Wayne Walker, WHRC, wwalker@whrc.org (Presenter)
Alessandro Baccini, Woods Hole Research Center, abaccini@whrc.org
Fabio Goncalves, Woods Hole Research Center, fgoncalves@whrc.org
Curtis Woodcock, Boston University, curtis@bu.edu
Luis Carvalho, Boston University, lecarval@math.bu.edu
Alicia Peduzzi, US Forest Service, apeduzzi@fs.fed.edu
Javier Corral Rivas, Universidad Juárez del Estado de Durango, jcorral@ujed.mx
Carlos Lopez Sanchez, Universidad Juárez del Estado de Durango, calopez@ujed.mx

In response to the high uncertainties associated with traditional approaches to forest carbon accounting, this project seeks to investigate the potential for annual changes in the aboveground carbon density (ACD) of forests to be estimated directly, consistently, and with measurable accuracy across large areas using an array of existing commercial off-the-shelf and NASA remote sensing assets. The geographic focus is the country of Mexico where members of the project team have been working closely with the Mexican government as part of the USAID-supported M-REDD+ project to assist in advancing Mexico’s forest monitoring capacity. The specific objectives focus on quantifying the certainty with which extensive field, off-the-shelf airborne LiDAR (G-LiHT and M-REDD+), and NASA satellite data sources (MODIS, VIIRS, and Landsat) can be used synergistically to estimate wall-to-wall changes in ACD at varying resolutions (i.e., 500 - 30 m) across five Mexican states (Chihuahua, Oaxaca, Campeche, Yucatan, and Quintana Roo) over a ~15-year period (2001-2015).
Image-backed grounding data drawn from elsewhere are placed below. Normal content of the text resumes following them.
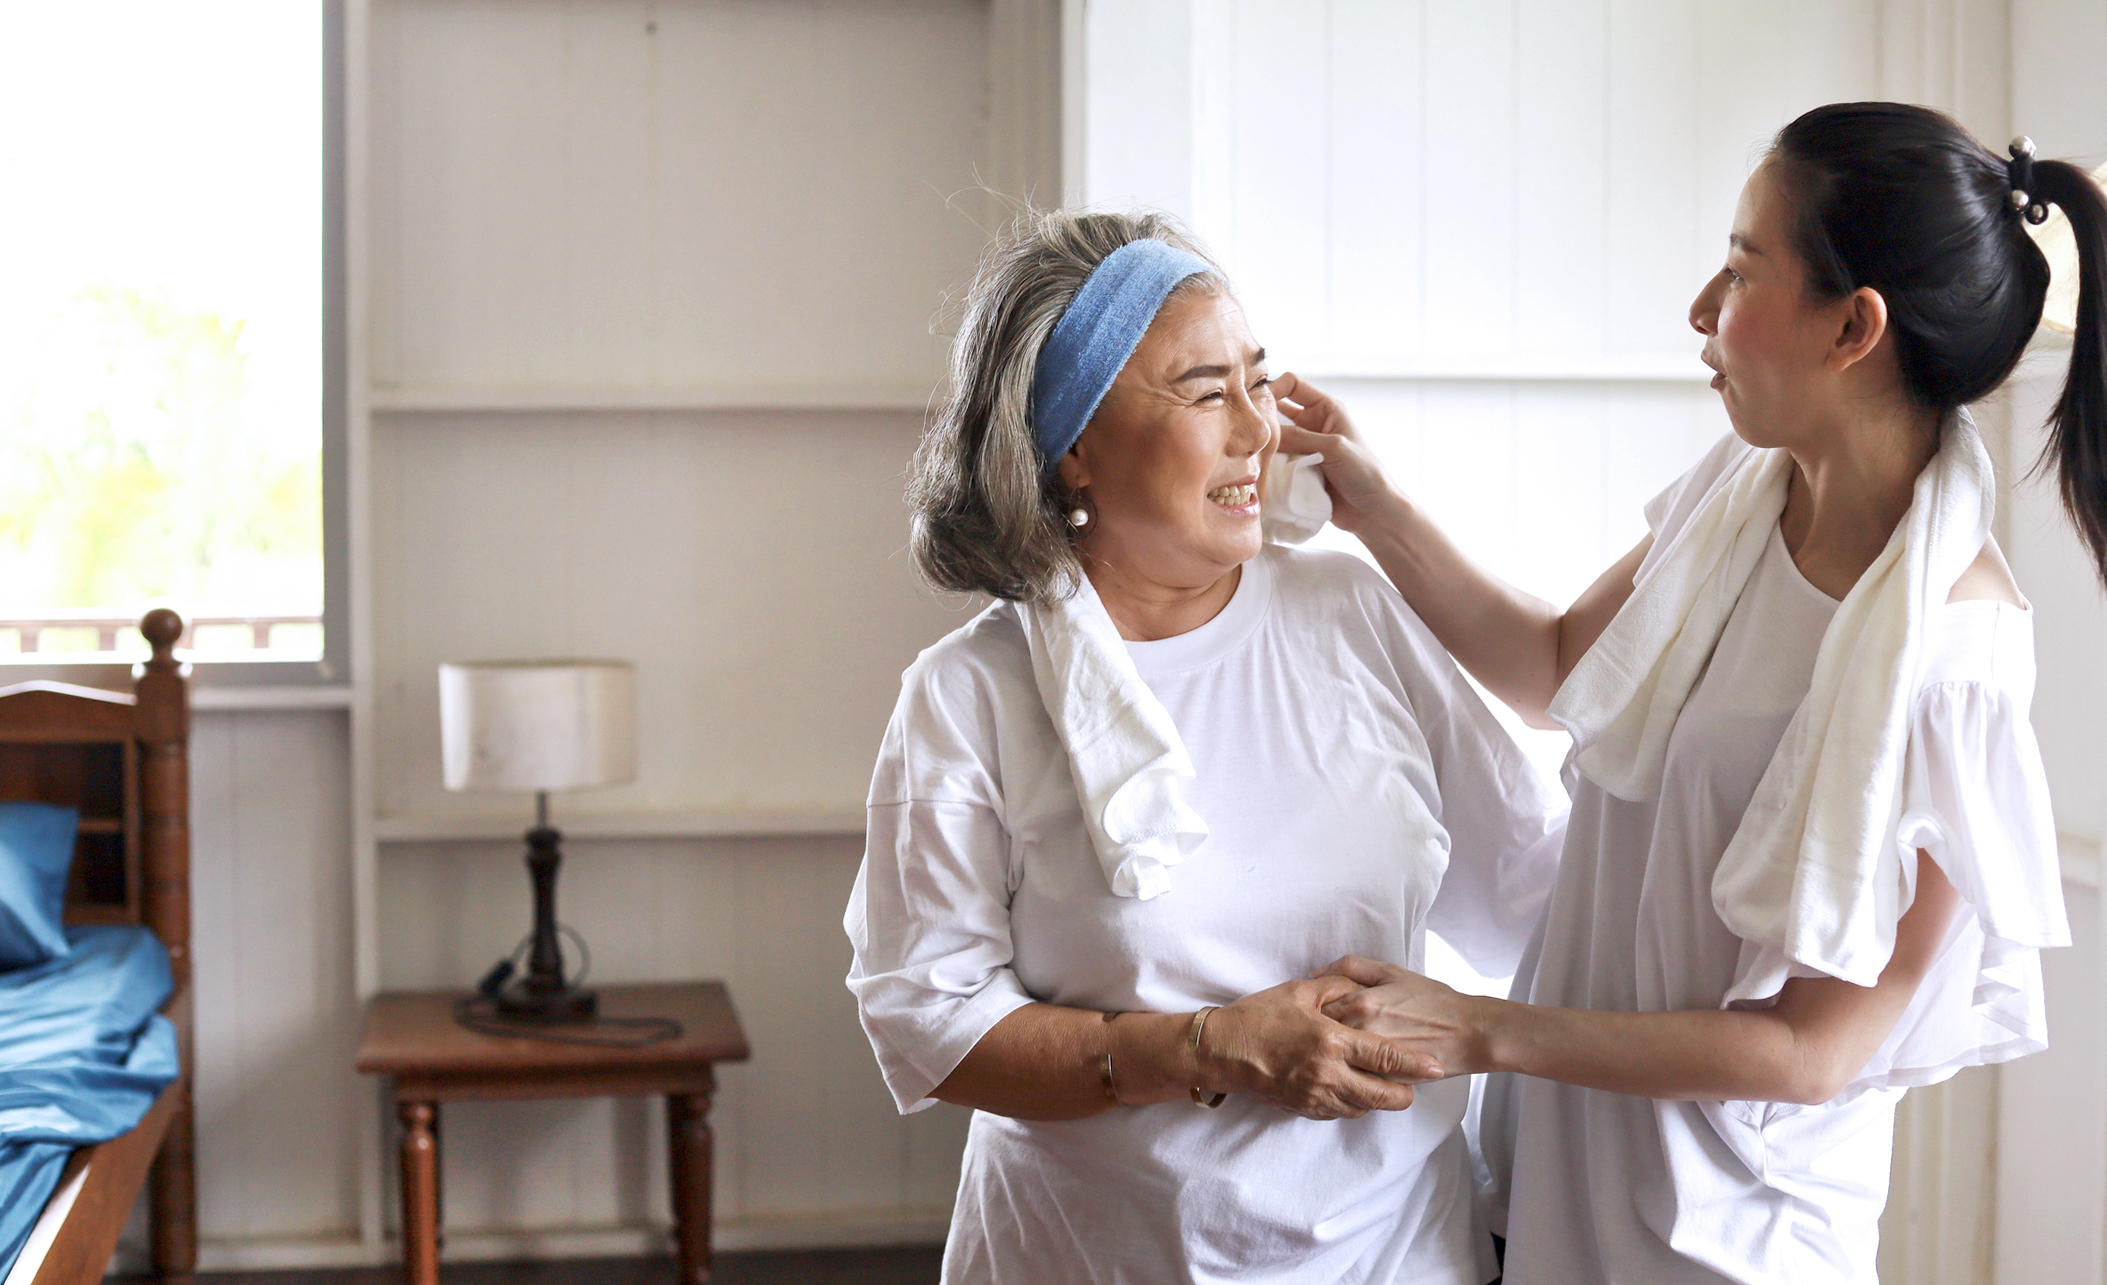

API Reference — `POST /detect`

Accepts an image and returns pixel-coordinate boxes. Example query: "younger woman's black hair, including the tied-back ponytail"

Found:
[1772,103,2107,584]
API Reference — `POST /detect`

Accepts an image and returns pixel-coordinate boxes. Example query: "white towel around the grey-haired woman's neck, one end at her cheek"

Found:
[1024,455,1332,902]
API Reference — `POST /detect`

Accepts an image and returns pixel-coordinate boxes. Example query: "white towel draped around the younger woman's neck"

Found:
[1551,411,1995,1003]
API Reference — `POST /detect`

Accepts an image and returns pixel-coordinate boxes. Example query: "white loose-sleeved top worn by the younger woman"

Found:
[1485,436,2069,1285]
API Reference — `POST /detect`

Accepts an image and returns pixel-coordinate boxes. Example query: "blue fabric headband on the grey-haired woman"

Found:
[1032,238,1214,472]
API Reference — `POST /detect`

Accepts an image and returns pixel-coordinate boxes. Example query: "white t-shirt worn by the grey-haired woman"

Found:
[845,548,1563,1285]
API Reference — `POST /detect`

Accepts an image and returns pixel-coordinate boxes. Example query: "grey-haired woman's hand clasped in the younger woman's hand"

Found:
[1199,977,1441,1121]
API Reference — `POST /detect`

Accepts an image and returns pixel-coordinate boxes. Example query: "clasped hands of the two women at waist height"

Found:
[1201,954,1483,1121]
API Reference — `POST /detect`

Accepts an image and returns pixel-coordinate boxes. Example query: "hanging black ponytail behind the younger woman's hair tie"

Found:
[2029,160,2107,581]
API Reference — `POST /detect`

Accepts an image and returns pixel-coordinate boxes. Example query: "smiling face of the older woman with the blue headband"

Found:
[1060,289,1279,590]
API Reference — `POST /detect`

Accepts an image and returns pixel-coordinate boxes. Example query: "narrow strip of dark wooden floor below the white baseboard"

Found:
[103,1245,944,1285]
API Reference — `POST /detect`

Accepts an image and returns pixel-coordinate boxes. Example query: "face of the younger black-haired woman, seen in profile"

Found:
[1690,160,1852,447]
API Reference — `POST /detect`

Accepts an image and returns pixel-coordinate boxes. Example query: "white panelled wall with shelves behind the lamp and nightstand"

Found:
[113,0,1060,1270]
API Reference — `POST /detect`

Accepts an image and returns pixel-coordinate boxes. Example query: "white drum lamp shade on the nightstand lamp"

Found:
[438,659,636,790]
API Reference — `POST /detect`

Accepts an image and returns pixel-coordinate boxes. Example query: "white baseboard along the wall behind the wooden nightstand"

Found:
[110,1209,950,1272]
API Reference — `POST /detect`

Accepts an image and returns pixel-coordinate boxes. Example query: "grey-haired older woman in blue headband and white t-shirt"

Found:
[845,213,1561,1285]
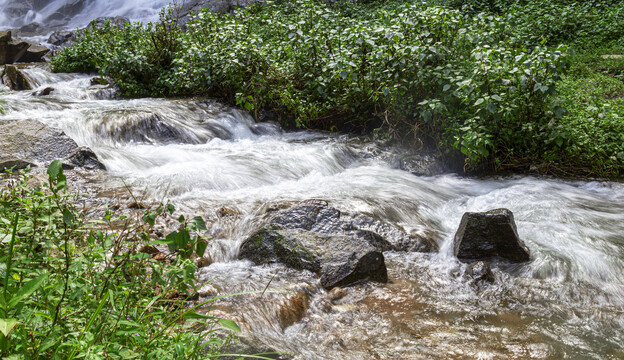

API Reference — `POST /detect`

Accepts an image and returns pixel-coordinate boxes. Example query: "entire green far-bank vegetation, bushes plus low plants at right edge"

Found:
[52,0,624,176]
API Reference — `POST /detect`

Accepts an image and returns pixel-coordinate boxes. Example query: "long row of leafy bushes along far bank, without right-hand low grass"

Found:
[52,0,567,172]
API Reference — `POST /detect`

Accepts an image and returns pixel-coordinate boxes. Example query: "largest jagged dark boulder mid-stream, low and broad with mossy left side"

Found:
[240,200,431,289]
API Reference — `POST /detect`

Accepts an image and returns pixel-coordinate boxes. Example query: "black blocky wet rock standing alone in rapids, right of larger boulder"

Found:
[453,209,530,262]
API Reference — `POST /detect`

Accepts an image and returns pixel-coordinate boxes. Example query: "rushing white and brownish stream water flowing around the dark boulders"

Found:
[0,68,624,359]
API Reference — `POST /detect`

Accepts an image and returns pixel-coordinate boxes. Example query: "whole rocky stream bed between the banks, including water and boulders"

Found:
[0,65,624,359]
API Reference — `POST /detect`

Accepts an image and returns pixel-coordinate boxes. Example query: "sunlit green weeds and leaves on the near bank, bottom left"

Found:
[0,161,240,359]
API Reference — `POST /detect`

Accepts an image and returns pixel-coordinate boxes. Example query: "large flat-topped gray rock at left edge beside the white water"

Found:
[0,120,103,171]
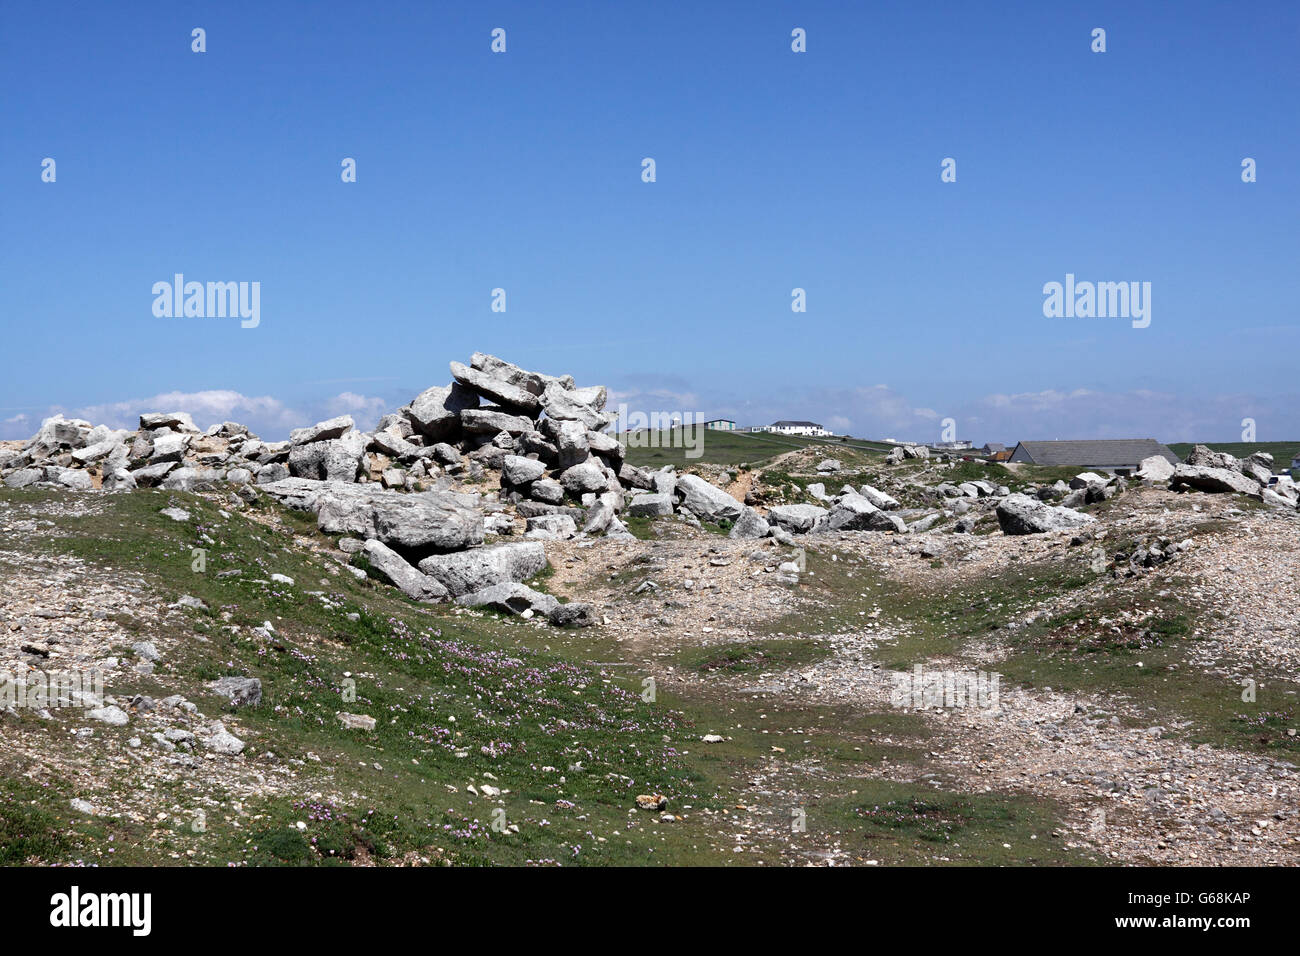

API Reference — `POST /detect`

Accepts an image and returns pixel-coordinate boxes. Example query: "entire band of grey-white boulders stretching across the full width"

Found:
[0,369,1300,623]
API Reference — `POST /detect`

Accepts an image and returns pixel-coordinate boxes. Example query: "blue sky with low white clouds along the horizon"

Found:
[0,1,1300,442]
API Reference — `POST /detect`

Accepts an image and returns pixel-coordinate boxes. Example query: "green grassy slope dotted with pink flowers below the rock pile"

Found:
[0,492,707,864]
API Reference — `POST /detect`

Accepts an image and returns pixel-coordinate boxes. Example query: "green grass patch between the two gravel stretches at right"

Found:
[763,546,1300,758]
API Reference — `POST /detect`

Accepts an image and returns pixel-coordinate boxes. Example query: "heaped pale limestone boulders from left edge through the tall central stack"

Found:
[0,352,771,624]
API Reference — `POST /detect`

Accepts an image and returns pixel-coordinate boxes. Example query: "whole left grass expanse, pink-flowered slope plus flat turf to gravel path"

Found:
[0,490,1107,866]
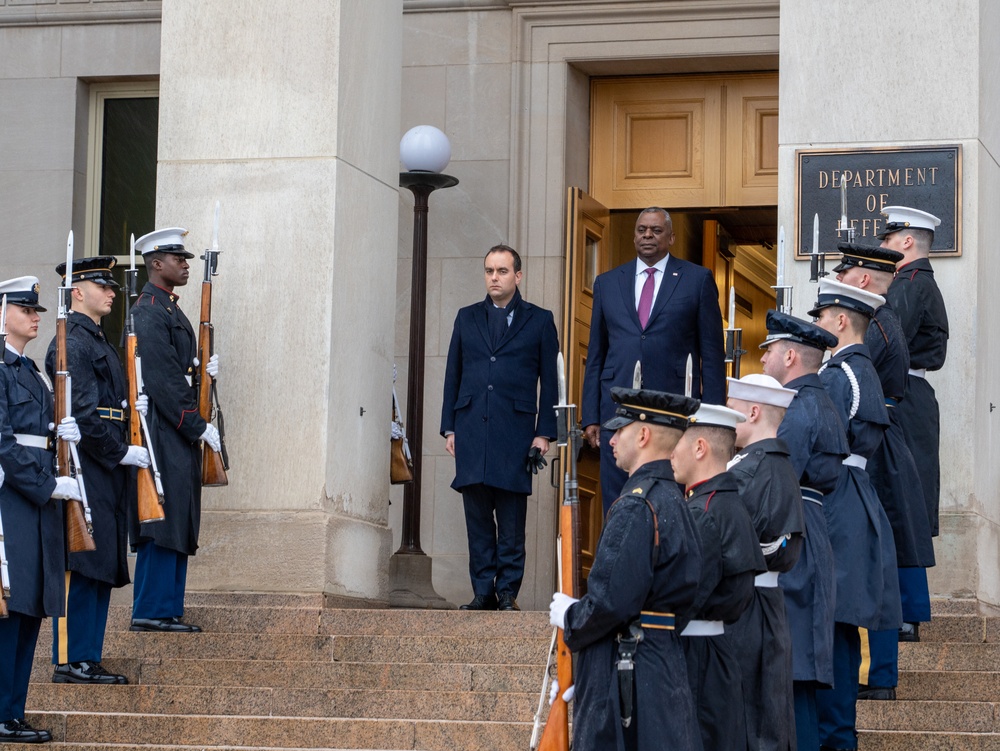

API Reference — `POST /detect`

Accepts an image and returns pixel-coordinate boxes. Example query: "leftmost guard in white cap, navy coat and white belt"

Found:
[0,276,80,743]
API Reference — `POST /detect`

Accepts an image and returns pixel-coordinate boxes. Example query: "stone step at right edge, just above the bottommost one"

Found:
[858,700,1000,733]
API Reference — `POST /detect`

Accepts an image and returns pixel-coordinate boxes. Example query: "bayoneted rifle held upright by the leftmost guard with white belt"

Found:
[54,230,97,553]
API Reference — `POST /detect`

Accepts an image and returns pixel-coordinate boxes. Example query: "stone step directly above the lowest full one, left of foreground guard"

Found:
[28,683,538,722]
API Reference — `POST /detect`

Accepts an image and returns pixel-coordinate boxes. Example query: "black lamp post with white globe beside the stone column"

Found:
[389,125,458,609]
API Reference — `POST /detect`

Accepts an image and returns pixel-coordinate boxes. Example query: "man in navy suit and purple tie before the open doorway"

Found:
[581,208,726,514]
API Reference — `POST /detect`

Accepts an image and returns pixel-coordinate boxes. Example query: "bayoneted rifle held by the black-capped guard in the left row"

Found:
[125,235,166,524]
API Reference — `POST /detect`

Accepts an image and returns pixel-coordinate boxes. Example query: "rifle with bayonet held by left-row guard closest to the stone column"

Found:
[198,201,229,487]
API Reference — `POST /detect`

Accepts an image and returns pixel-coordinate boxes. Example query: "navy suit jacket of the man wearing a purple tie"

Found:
[581,256,726,426]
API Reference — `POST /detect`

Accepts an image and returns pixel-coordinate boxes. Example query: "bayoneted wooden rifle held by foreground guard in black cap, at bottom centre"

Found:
[530,352,583,751]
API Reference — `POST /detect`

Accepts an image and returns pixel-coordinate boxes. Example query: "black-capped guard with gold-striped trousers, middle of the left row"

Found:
[45,256,149,683]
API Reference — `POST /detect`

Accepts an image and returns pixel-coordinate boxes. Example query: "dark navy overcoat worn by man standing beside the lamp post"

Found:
[441,297,559,494]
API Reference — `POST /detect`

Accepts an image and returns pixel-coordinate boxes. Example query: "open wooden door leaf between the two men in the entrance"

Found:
[559,188,612,579]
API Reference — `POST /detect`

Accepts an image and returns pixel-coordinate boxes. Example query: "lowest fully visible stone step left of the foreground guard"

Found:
[27,711,531,751]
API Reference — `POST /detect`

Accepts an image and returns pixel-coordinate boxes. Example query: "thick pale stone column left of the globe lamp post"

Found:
[156,0,402,602]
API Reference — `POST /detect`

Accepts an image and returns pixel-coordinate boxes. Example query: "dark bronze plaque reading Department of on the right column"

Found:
[792,145,962,257]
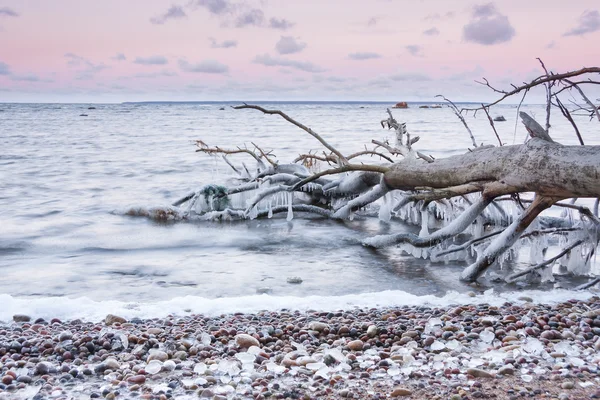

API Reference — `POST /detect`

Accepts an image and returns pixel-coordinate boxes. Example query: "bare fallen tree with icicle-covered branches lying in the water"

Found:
[130,61,600,283]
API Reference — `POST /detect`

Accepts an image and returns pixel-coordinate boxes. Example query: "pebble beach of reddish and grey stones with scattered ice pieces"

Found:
[0,297,600,400]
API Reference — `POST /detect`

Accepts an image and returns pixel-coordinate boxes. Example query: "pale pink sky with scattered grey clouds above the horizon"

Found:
[0,0,600,102]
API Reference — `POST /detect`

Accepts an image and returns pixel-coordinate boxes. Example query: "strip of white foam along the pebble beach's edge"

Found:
[0,289,593,322]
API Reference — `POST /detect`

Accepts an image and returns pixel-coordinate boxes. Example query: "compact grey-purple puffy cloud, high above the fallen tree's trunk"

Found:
[463,3,515,46]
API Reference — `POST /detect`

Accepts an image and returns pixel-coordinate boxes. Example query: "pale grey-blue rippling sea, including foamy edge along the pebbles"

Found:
[0,101,600,321]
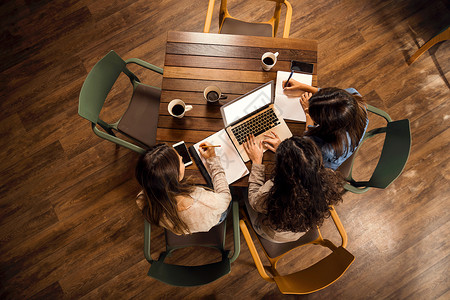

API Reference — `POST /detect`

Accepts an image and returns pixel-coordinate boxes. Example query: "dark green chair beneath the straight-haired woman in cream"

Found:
[144,201,241,287]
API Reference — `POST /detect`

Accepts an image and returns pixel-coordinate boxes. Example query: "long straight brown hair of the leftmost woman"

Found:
[136,144,193,234]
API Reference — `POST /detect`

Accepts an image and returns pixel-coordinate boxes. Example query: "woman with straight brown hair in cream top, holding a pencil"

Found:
[136,143,231,234]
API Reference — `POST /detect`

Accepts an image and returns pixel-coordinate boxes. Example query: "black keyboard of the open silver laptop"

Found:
[231,109,280,145]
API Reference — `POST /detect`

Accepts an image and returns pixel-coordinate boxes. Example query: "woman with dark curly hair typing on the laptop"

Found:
[244,136,342,243]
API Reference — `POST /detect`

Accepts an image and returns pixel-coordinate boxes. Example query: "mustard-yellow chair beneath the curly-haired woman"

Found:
[239,206,355,294]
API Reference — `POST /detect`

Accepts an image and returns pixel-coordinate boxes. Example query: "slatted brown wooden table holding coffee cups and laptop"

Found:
[157,31,317,186]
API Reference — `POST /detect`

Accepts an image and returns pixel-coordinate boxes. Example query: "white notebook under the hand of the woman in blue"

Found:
[275,71,312,122]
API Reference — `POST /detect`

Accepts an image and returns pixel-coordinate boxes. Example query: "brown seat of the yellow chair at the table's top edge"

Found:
[220,18,273,37]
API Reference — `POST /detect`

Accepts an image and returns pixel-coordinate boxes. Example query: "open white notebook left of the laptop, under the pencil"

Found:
[189,129,249,184]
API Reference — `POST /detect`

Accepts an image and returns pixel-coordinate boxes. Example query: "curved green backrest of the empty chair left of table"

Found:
[78,50,131,124]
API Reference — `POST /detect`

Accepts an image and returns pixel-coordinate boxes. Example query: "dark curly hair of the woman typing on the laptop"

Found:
[268,136,343,232]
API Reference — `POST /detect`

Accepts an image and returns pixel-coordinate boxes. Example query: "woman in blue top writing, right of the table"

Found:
[273,79,369,170]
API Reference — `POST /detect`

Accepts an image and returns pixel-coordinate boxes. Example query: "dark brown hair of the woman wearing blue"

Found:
[306,87,367,157]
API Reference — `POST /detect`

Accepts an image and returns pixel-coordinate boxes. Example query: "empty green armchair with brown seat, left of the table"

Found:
[78,50,163,153]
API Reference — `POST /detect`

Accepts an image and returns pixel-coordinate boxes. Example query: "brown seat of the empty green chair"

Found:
[117,84,161,147]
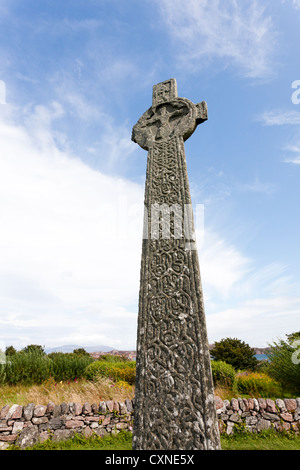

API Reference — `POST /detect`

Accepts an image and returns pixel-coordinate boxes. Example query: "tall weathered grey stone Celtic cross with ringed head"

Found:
[132,79,221,450]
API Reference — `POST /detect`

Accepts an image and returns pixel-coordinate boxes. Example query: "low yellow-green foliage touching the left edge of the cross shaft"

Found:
[85,361,136,385]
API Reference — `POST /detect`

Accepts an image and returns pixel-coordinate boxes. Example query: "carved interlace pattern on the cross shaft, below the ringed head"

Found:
[133,137,219,450]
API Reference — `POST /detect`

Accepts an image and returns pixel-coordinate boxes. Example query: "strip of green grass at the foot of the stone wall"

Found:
[11,431,300,451]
An independent accuracy assessment of the ACD change products will be conducted leveraging permanent plot data from the Mexico National Inventory of Forest and Soil (INFyS), intensive field and micrometeorological measurements from the Mexico network of eddy covariance flux towers (MexFlux), and deforestation data from Hansen et al. (2013). The anticipated results of this project represent a fundamentally new way of quantifying carbon fluxes that will significantly reduce uncertainty while leading to a more complete understanding of terrestrial carbon cycling. Unlike conventional approaches, which focus on deforested areas leaving degradation unaccounted for, the proposed approach provides for a unique estimate of gross emissions at the pixel level, integrating losses attributable to deforestation, degradation, and other forms of disturbance with gains attributable to growth.